The contract is in place as it was.  Papers will be signed within the month I’d imagine.  The key will be handed over.

There is still work to do before we can move in, but boxes can trickle in, in the meantime.  Then one weekend in July or August a truck will be rented and the bulk will leave here and end there.

I had the option to see if a week ago.  I decided against it.  Many reasons but the primary is I’m scared.  I’m scared I won’t be in love with it.  I’ll like it.  It’s not here.  It has a yard.  A park across the street.  3 bedrooms.  But not going to lie, I’m more in love with what I’ve heard and seen of the outside than what I’ve heard and seen of the inside.  And well, we are in no position to back out.  At all.  I don’t even want to back out.  I’m just scared that second thoughts will lead to irrational thoughts.

I mean the house, now that it’s fixed, is awesome.  It’s just not huge.  And right now, while the kids are little still, it is plenty big enough.  But, my kids are only getting bigger.  And the house is not growing with it.

But I need to remind myself that, well, 10 years from now, Thomas will be graduating high school.  My kids are growing every day.  Growing to take up space.  But growing to enter the world and take over their own space, out from under my roof.

Sure, we can live in this house for awhile and then get something even bigger maybe in 5 years.  But in 18 years, as my Sammy leaves our nest for college, it’ll just be me and Pat.  And for many years that follow, it’ll just be me and Pat.  So exactly how much space do we really need in the long run?

So I asked Pat the big question.

While he can’t promise or guarantee, and I’m not asking him to.  Does he see us chasing our Grandbabies in that front yard 20 years from now.  And he does.  And I can house plenty of Grandbabies in those 2, by then spare, bedrooms during weekend retreat to visit Mamaw and Papaw

And while the basement is not a suitable living space now, though perfect for storage, should 15 year old Thomas choose to turn it into a bedroom, one would imagine the funds will be there to make that possible.  And a 15-year-old boy will have more open minded living restrictions than a child or an adult wanting to play or sleep there.  So no, it isn’t a place for me to sleep.  So no, it isn’t a place for the kids to have a playroom.  But it very well can be a place for 15-year-old Thomas to escape sharing a room with his brother, once some work has been done.  And that’s in 6 years.  Surely work can be done between now and 6 years from now.
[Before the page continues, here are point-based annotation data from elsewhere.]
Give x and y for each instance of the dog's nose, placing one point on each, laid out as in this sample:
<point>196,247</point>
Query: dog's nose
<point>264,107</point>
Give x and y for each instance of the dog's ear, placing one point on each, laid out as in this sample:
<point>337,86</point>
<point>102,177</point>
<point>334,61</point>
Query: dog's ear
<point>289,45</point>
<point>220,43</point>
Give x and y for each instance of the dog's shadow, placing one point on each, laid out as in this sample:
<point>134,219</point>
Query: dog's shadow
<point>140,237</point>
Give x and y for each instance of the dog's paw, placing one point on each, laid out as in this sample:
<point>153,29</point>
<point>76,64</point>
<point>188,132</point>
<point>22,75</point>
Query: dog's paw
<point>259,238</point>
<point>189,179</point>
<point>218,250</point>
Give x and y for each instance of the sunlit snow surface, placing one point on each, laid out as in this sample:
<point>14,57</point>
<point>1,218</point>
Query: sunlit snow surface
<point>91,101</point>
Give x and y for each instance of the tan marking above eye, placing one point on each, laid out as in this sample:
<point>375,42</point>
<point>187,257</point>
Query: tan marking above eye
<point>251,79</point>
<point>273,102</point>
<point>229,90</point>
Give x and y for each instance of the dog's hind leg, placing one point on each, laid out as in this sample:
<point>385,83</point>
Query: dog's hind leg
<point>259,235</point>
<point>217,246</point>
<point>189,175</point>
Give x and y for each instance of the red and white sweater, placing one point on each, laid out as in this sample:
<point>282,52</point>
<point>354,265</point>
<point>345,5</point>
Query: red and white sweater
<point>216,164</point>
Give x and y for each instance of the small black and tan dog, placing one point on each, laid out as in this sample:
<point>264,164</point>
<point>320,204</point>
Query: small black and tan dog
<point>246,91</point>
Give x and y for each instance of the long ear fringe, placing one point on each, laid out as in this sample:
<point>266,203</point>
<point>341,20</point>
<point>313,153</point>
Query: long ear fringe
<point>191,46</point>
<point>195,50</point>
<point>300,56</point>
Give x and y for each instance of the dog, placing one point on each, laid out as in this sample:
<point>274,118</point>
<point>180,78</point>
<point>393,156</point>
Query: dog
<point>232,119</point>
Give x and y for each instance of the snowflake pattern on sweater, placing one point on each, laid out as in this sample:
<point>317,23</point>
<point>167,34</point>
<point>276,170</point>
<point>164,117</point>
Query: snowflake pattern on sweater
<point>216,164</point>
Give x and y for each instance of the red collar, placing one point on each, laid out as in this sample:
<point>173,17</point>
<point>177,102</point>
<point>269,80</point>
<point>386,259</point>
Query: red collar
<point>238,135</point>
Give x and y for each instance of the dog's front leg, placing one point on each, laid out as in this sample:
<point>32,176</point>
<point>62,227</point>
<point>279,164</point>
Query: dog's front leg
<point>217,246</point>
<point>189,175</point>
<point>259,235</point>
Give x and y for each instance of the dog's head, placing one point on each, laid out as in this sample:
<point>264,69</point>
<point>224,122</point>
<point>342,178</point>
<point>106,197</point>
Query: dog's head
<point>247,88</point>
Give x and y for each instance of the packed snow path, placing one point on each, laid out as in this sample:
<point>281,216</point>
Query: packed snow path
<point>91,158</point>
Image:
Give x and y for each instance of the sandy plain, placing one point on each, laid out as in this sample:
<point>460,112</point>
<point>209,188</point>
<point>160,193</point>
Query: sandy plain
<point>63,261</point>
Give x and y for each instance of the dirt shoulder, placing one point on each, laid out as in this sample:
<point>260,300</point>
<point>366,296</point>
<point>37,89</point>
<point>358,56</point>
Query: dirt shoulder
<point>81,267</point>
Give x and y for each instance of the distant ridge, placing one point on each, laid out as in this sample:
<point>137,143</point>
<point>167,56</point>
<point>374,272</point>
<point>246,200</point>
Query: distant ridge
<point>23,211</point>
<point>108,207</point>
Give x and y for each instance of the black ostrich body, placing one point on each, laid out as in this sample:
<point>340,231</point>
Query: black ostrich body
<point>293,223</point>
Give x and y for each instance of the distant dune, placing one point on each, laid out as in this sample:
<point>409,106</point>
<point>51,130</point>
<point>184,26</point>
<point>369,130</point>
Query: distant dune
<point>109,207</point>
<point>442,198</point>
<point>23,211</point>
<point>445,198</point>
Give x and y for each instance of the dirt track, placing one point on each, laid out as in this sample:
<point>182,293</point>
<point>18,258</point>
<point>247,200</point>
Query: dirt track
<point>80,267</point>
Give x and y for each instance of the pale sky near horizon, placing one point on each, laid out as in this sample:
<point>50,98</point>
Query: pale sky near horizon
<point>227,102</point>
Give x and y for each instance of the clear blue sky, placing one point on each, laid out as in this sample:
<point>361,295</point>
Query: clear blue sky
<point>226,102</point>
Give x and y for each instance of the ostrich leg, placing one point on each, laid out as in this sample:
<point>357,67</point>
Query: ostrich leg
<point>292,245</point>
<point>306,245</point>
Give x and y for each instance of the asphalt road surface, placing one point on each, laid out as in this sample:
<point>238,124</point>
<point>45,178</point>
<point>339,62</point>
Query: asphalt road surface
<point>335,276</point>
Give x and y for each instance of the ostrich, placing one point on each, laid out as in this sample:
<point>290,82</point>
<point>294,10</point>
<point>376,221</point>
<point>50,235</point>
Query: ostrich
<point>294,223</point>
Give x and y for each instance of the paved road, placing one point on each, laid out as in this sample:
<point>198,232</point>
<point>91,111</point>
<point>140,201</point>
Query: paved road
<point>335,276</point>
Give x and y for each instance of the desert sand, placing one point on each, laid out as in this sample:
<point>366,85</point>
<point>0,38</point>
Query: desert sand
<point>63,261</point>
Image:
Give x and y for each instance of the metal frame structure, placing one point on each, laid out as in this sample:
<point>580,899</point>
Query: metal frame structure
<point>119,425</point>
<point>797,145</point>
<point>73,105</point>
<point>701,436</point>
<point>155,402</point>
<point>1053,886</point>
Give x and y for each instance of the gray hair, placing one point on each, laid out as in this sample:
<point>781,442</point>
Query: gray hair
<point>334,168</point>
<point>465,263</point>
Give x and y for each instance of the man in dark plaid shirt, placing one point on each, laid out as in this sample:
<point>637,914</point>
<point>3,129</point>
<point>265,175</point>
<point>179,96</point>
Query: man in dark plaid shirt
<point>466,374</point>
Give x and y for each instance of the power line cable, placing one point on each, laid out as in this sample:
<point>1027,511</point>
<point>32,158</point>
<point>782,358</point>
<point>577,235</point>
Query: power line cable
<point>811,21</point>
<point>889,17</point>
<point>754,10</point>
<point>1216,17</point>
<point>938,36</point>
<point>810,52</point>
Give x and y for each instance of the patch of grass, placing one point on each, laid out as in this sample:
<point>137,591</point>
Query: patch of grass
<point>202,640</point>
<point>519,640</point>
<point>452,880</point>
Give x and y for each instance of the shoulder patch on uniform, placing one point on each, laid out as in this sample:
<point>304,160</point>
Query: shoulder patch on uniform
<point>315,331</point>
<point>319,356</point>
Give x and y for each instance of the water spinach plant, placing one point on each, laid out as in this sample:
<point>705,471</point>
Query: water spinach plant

So my rational mind is just scared.  It isn’t really about if this house is perfect.  If I will grow old here.  It’s more about the fact we are finding the place we very well may choose to grow in.  And I’m starting to doubt that being about space, as much as it’s about finality.  Because as we faced losing this house, I realized exactly how much I wanted this house.

Just don’t ask me to be brave enough to see it before I step foot in it.  Because it’s too late to back out.  I don’t want to back out.  And once things are final, my rational mind will be better equipped to kick in and kick ass.

No house is perfect.  Except ours.  Our home will be perfect.  And it’s high time I went home.

2 thoughts on “Ours

  1. It’s perfectly reasonable to be having the thoughts you’re having about moving into a new house. The unknown is often scary and stressful, especially when it’s this significant of a commitment. And you’re absolutely right, no house is perfect. All you can do is strive to make it as perfect as you can and remember that the love and health of the family living inside it is what truly makes a house a home.